I wouldn't go so far to call it a no brainer, but I do agree that it'd be a valuable addition. However, look at the many PVRs and BRD players that people buy. How many of those have calibration options? They don't even come with a 25 cent copy of a free disc like AVS-HD 709! Ultimately shouldn't the calibration responsibility lie with the TV? The TVs should have this when you first run them so they are calibrated for all media. I suppose they all defer that to independent services for the niche who care enough.

Given no-one in the CE industry recognises the importance of aiding calibration for consumers, this oversight by Sony is just following a rather negative convention.
 
Given no-one in the CE industry recognises the importance of aiding calibration for consumers, this oversight by Sony is just following a rather negative convention.
Although bizarrely, almost every Sony authored DVD and Blu-ray movie disc contains a calibration test patterns. Hit 6-7-7-9-ENTER from the disc's main menu. Why do this but not include calibration options on their TVs or PlayStations? It boggles the mind! :runaway:
 
I wouldn't go so far to call it a no brainer, but I do agree that it'd be a valuable addition. However, look at the many PVRs and BRD players that people buy. How many of those have calibration options? They don't even come with a 25 cent copy of a free disc like AVS-HD 709! Ultimately shouldn't the calibration responsibility lie with the TV? The TVs should have this when you first run them so they are calibrated for all media. I suppose they all defer that to independent services for the niche who care enough.

Given no-one in the CE industry recognises the importance of aiding calibration for consumers, this oversight by Sony is just following a rather negative convention.
Don't get me started on TV manufacturers :D
 
I don't see the same thing. Dropping it was definitely causing blacks to be crushed at night. How did you set the brightness control on your screen? Do you still see the logo in WD when you dropped the setting right down?
I could still see the logo at the lowest setting (only if I looked really hard). I bumped it up to 20, haven't noticed any crushed blacks. It's not actually a brightness adjustment, it's a gamma adjustment. It seems to affect only the lower end of the scale, it's still perfectly bright during the day, but it does darken the otherwise very flat shadows during the day that everyone was complaining about.

My TV was calibrated manually using various test images, some from the 'net, some of my own make.

You weren't actually adjusting your television's brightness based on that screen, were you? Your wording leaves some room for doubt, since you mentioned my screen's brightness, which I haven't touched since it was initially set up.
 
I could still see the logo at the lowest setting (only if I looked really hard). I bumped it up to 20, haven't noticed any crushed blacks. It's not actually a brightness adjustment, it's a gamma adjustment. It seems to affect only the lower end of the scale, it's still perfectly bright during the day, but it does darken the otherwise very flat shadows during the day that everyone was complaining about.

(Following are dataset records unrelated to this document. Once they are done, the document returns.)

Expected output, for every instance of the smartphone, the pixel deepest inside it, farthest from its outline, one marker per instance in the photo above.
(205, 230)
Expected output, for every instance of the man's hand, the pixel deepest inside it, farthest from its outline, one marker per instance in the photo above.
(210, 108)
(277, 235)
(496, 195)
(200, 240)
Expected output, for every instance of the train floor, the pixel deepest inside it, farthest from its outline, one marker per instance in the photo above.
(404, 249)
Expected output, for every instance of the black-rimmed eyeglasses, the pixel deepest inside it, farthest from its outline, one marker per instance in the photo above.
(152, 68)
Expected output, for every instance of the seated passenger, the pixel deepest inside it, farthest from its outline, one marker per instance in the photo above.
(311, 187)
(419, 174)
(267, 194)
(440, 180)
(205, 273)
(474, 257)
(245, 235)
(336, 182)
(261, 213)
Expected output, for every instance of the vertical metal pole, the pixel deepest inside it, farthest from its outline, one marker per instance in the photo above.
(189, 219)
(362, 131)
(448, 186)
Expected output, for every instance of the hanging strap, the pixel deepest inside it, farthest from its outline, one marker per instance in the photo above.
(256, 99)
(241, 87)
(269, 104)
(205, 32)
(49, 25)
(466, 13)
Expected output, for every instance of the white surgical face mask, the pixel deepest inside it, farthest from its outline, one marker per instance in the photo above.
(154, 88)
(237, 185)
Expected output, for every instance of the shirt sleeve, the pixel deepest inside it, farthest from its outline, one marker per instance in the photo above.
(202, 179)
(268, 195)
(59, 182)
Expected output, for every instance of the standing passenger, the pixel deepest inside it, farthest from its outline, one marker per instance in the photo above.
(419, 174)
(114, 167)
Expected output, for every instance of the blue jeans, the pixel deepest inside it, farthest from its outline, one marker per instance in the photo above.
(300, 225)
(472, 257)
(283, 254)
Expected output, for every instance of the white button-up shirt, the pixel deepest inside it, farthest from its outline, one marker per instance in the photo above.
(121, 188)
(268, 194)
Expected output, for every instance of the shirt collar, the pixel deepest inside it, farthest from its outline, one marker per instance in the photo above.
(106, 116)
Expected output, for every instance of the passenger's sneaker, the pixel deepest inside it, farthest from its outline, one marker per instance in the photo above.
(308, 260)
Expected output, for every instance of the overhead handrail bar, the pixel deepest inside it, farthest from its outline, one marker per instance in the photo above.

My TV was calibrated manually using various test images, some from the 'net, some of my own make.

You weren't actually adjusting your television's brightness based on that screen, were you? Your wording leaves some room for doubt, since you mentioned my screen's brightness, which I haven't touched since it was initially set up.
Yeah, I realise this now that's it's gamma and not brightness. I'm guessing there's a good chance the user's display is decoding gamma incorrectly for the way the game engine is encoding gamma in it's output.

I still don't understand how showing a just-off-black logo on a black background can possibly be used to correct gamma. If your TV brightness is wrong, compensating with a gamma slider is going to push everything out of whack, surely?

I tried dropping the value for Watch Dogs, set it at 25 and while it did make daytime ever so slightly more pleasing. Night stealth scenes were definitely very difficult in places because of the darkness.

I used the AVS forum rec.709 disc to calibrate.